Freher’s Paradoxical Emblems
February 8th, 2007
Two emblems from Dionysius Andreas Freher’s Paradoxa Emblemata (71 and 76), written in the early 18th century. Through a sequence of 153 such emblems, Freher (born 1649) illustrates Jakob Böehme’s mystical cosmology: a progression beginning at a natural unity, differentiating via free will—even rebellion, and finally returning to a more sublime unity.

What Thou hast of One yield to that One again, if thou intendest to keep it.
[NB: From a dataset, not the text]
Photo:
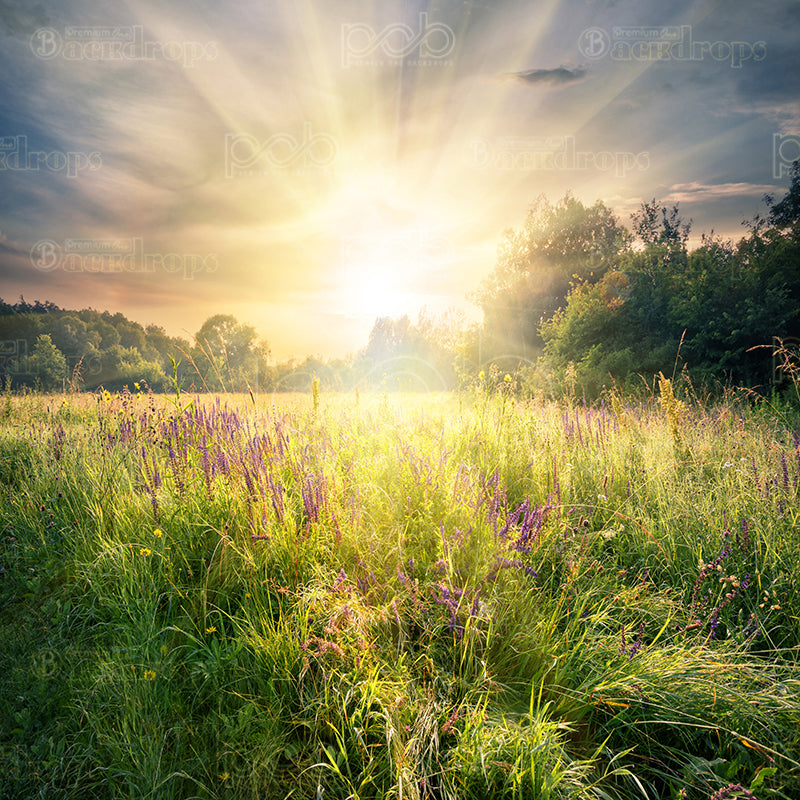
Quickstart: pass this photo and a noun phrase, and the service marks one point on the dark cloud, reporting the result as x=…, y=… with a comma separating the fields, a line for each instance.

Only by doing so canst thou be a perpetuum Mobile.
Although distributed amongst his peers in manuscript form, Paradoxa Emblemata was never published. The emblems here are taken from Adam McLean’s hand-bound edition, produced in 1983, and based on manuscript 5789 in the British Library.

From whence is this & that, if not out of the Center?
“When one… begins to use these [emblems] in meditation, as opposed to merely intellectualising over them, one will find that it is difficult to exhaust the implications of each emblem. …The meditator will find the sequence to slowly unfold its beauty of construction and see how each step builds upon the former… to… sense the inner architecture of the emblems…” (McLean introduction, p6).